Born in Vienna, Proch studied jurisprudence and completed his training as a violinist in his native city. From 1834 to 1867, he was a member of the Vienna Hofkapelle. He was also Kapellmeister at the Theater in der Josefstadt between 1837 and 1840, after which he became First Kapellmeister at the Theater am Kärntnertor, the predecessor of the Vienna State Opera. Besides his conducting duties, Proch also worked as a singing teacher. His notable students included Róza Csillag, Anna Sachse-Hofmeister, Clara E. Thoms and Thérèse Tietjens.
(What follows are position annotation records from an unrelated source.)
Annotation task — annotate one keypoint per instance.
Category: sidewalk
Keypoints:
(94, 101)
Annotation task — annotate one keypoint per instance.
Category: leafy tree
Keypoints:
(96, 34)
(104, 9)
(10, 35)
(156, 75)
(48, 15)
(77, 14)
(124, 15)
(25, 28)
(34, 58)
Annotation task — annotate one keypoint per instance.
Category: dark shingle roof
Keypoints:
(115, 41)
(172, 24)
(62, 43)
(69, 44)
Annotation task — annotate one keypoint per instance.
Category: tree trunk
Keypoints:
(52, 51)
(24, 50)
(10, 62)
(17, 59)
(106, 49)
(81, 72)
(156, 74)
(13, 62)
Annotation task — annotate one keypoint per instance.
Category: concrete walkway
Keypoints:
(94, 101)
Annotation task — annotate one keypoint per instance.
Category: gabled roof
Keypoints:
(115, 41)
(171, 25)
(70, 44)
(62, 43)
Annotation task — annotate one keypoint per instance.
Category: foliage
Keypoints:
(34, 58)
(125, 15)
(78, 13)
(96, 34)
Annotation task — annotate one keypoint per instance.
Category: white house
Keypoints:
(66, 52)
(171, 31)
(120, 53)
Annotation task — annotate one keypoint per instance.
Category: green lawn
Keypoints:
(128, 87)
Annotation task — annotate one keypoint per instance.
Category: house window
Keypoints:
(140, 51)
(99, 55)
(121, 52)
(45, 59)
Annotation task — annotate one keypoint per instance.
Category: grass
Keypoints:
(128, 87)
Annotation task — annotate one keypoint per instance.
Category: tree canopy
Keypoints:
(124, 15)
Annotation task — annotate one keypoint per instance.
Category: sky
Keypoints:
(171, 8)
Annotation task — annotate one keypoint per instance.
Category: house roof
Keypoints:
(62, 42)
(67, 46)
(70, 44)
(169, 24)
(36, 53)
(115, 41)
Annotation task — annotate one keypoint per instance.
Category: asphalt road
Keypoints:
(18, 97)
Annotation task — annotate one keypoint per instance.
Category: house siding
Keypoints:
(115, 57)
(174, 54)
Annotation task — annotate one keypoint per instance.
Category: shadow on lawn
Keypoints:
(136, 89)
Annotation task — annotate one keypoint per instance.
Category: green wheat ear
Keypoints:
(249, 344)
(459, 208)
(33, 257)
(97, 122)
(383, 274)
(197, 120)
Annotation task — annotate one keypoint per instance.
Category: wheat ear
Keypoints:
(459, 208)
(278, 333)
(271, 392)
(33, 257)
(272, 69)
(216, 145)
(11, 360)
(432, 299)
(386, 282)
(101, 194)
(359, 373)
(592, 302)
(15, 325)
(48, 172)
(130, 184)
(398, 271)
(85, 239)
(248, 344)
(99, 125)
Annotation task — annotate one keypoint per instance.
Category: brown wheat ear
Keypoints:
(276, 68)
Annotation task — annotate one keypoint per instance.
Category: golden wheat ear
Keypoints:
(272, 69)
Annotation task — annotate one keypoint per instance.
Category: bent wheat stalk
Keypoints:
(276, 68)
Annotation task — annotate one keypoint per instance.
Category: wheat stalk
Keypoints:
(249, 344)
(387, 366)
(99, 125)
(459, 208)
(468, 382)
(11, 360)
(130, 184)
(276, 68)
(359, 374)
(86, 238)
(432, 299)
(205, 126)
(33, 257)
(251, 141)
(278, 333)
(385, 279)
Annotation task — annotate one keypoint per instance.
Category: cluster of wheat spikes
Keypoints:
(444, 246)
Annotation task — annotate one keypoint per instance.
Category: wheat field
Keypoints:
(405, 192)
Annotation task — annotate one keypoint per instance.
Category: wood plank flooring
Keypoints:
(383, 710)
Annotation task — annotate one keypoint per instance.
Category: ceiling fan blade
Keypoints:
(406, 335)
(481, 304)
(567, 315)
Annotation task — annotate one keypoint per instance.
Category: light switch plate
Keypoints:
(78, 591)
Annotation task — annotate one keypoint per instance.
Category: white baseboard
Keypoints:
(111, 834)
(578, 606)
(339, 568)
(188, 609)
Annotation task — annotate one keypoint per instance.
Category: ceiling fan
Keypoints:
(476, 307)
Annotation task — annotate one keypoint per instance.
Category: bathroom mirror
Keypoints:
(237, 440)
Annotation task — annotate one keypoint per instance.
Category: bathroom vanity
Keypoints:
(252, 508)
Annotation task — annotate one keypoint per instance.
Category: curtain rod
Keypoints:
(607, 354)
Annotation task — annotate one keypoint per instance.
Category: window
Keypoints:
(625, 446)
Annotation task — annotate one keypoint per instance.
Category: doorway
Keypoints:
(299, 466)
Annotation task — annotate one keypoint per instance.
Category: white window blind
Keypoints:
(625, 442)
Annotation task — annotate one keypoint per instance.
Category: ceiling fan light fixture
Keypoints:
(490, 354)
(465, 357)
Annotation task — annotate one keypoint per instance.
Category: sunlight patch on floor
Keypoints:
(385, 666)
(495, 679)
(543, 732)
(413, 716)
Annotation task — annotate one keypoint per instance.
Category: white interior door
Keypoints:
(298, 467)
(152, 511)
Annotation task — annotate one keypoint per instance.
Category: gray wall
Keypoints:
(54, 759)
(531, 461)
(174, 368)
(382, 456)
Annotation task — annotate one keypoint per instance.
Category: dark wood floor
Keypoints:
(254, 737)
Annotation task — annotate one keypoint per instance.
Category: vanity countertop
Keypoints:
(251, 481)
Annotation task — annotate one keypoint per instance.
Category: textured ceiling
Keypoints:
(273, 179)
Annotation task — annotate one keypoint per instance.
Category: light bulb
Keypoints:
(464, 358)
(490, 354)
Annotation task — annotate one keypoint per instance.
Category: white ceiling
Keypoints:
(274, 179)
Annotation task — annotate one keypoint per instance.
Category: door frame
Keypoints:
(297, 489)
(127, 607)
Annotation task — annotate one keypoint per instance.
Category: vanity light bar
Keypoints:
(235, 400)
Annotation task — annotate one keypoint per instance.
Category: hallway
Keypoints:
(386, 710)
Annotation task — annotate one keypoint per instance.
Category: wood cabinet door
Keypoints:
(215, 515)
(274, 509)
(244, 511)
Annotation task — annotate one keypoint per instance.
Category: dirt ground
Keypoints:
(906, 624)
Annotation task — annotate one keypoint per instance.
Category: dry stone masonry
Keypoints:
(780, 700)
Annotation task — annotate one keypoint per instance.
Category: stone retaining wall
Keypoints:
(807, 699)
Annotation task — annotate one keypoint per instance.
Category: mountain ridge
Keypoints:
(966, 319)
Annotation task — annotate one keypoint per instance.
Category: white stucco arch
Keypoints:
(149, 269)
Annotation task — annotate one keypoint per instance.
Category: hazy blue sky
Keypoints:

He composed one opera (Ring und Maske), three operettas (Die Blutrache, Zweiter und dritter Stock and Der gefährliche Sprung), incidental music, orchestral works, and chamber music, as well as over 200 lieder, and won further distinction for his translations of Italian operas (e.g., Verdi's Il trovatore, Donizetti's Don Pasquale). Today, his most famous composition remains the air with variations Deh! torna mio bene, a virtuosic work for coloratura soprano that has been recorded by most sopranos from Luisa Tetrazzini and Amelita Galli-Curci to Maria Callas.

Proch died in Vienna. His daughter, Louise Proch, became a well-known singer and actor. His sister was pianist and composer Friederike Proch Benesch.